Из смерти в жизнь… Войны и судьбы - страница 12
Размечтавшись однажды, я не сразу обратил внимание, что за мной пришёл вестовой. Вызывал старший врач: я должен был временно передать свои обязанности прибывшему из санитарной роты военфельдшеру Коротееву и следовать в полковой медицинский пункт. Я ни разу не был в тылах полка, но знал, что дорога в Инкерман длиной в три-четыре километра шла у основания высоты Сахарная Головка. Так не хотелось идти эти километры по жаре! Я решил срезать и махнуть прямо через высоту. Это было опасно, потому что пришлось бы идти на глазах у немцев, но дорога сокращалась больше чем на километр.
Только я забрался на высоту – передо мной разорвались три снаряда! Вокруг никого не было. Стало ясно, что немцы вели огонь именно по мне. Такие случаи у нас уже бывали. Рассказывали, что однажды немецкий самолёт до тех пор гонялся за солдатом, пока не расстрелял его из пулемёта. Мне пришлось залечь.
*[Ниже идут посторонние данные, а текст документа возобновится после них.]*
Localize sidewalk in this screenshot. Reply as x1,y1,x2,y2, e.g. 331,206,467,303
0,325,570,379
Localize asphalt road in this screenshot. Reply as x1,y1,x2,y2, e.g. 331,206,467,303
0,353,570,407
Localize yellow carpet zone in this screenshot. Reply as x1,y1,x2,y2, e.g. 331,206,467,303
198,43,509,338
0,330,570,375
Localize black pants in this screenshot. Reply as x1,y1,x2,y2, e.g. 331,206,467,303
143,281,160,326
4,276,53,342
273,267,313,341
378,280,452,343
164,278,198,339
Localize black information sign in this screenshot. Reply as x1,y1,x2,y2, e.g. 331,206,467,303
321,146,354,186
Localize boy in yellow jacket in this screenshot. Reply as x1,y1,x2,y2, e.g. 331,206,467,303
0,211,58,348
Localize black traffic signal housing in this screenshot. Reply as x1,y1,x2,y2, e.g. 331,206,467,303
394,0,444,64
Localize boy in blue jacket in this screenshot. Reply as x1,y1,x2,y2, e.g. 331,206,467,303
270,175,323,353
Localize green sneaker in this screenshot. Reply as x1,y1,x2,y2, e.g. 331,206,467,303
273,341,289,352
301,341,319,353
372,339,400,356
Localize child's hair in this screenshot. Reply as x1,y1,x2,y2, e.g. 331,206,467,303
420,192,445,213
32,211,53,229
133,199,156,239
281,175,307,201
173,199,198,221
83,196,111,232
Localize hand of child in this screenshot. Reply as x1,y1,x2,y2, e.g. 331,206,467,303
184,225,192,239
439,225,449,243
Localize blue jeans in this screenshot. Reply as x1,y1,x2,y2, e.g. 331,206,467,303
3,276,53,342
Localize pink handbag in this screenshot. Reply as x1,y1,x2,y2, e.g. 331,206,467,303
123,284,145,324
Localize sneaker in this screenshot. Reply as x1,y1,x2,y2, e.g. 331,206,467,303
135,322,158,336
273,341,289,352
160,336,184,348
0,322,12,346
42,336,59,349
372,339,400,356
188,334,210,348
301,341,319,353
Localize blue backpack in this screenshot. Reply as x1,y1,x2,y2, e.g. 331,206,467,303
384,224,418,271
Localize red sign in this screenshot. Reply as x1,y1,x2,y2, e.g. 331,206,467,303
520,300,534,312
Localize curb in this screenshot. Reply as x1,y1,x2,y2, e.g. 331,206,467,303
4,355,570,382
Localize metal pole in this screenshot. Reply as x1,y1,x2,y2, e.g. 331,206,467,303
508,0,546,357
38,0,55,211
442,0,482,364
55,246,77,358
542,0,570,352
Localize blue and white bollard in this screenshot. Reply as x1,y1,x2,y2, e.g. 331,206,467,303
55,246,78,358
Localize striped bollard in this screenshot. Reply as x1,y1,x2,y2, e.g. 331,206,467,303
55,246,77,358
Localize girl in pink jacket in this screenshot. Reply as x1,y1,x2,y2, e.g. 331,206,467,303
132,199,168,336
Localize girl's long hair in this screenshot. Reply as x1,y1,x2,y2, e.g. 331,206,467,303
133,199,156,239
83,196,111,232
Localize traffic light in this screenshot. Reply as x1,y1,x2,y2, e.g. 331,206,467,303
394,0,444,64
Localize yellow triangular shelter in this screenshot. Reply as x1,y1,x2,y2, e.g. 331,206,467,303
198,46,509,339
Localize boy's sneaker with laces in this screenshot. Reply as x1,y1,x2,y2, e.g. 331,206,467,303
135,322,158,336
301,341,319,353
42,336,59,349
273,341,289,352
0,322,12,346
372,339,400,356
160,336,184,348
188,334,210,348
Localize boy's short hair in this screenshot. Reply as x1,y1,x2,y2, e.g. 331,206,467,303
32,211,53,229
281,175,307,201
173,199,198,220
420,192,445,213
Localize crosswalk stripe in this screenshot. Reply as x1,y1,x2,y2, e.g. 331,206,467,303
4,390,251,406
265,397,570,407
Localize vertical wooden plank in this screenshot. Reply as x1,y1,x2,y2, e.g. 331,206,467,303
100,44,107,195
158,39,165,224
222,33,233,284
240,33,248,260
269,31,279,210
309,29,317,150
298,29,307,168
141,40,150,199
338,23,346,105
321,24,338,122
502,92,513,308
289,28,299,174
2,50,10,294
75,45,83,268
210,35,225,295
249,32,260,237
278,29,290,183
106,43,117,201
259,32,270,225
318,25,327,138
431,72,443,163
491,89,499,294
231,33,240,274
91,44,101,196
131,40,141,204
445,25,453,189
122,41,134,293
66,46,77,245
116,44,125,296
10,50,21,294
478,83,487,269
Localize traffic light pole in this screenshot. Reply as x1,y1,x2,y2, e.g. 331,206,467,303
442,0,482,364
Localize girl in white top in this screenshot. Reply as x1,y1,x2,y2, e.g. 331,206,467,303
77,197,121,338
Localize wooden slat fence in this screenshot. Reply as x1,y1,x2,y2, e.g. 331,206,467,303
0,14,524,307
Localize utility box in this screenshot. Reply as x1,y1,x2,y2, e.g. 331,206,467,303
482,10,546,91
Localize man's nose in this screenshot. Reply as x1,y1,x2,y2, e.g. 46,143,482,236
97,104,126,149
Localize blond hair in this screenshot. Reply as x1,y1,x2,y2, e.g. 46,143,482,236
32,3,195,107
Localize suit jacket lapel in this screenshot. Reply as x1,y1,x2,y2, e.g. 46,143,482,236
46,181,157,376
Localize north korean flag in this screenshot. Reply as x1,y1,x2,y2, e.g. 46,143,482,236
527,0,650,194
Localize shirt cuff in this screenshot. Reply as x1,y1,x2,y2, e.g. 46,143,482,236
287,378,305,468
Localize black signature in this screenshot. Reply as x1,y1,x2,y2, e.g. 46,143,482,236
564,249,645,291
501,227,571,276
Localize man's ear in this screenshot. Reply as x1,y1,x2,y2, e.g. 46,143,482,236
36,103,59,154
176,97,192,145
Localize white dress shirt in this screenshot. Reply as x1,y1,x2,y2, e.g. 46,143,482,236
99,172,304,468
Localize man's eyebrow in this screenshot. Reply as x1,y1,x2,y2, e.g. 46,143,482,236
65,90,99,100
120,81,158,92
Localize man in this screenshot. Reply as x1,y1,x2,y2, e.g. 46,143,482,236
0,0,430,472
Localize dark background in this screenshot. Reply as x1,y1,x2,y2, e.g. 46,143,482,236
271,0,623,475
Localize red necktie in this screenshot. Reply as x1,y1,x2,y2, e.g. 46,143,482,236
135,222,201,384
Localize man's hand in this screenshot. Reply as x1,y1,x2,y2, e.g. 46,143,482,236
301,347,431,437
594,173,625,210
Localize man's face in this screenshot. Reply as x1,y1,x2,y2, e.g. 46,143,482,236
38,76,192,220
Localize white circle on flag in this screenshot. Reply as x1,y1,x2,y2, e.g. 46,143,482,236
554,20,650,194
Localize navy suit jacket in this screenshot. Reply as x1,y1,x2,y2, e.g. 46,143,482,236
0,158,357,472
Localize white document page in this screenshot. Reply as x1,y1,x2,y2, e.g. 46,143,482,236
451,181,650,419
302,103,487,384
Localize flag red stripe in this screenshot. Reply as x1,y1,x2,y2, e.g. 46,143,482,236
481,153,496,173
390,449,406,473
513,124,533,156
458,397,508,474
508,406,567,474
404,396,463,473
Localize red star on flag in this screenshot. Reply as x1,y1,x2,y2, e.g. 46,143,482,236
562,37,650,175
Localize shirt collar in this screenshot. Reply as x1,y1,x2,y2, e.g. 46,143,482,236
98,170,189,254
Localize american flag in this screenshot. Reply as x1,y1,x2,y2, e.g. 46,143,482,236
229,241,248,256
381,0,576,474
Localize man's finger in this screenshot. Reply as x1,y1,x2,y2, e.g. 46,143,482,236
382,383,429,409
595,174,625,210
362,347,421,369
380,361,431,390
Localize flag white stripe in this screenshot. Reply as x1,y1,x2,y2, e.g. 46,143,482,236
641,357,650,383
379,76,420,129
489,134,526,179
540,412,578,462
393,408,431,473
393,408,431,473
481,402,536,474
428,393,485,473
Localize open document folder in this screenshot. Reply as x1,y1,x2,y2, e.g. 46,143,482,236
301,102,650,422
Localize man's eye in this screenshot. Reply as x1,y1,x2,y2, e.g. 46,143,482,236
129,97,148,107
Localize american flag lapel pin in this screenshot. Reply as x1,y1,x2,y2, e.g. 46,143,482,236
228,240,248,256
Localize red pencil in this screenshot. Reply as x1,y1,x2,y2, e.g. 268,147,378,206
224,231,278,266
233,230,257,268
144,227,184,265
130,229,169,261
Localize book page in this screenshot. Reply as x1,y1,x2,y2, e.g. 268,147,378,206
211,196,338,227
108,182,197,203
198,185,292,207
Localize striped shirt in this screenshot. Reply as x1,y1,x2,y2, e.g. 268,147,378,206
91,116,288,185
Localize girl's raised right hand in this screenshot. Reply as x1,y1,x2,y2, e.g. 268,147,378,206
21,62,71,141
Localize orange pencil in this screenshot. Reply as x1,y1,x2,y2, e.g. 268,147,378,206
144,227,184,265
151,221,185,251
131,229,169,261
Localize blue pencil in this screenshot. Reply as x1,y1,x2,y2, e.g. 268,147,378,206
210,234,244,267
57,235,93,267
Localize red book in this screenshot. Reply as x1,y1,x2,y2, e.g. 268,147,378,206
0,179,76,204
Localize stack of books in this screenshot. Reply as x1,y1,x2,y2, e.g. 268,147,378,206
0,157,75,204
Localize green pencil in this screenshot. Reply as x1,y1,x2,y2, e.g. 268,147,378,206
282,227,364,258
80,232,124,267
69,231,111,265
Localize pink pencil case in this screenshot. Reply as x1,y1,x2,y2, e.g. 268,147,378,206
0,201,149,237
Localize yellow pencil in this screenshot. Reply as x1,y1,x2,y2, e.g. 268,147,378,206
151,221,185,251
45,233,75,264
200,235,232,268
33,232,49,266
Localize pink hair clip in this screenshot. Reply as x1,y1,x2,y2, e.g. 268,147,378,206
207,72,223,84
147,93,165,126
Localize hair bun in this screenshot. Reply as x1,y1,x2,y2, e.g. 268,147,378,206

Но не успел я стряхнуть обсыпавшую меня землю, как фрицы прислалали вдогонку ещё три снаряда. Пришлось срочно вспоминать, что нам преподавали в училище на занятиях по тактике. Перебежками, постоянно меняя направление, я перебрался через высоту.
Как выяснилось, мне предстоял неприятный разговор с высоким начальством – начальником санитарного отдела армии, военврачом 1-го ранга Соколовским. Суть была в следующем: месяца два назад ко мне обратился солдат-азербайджанец с жалобами на здоровье: «Савсэм болной я, савсэм болной…». Где и что у него болит, разобраться было трудно. По-русски он почти не говорил, а «поболеть» его земляки очень любили. Осмотреть его, как положено, здесь, на передовой, не было никакой возможности. Но интуитивно я чувствовал, что он действительно болен, поэтому решил отправить его на ПМП (полковой медицинский пункт. – Ред.) к своему товарищу-врачу на консультацию. А смеха ради в графе «диагноз» написал: «А кто его знает?!.».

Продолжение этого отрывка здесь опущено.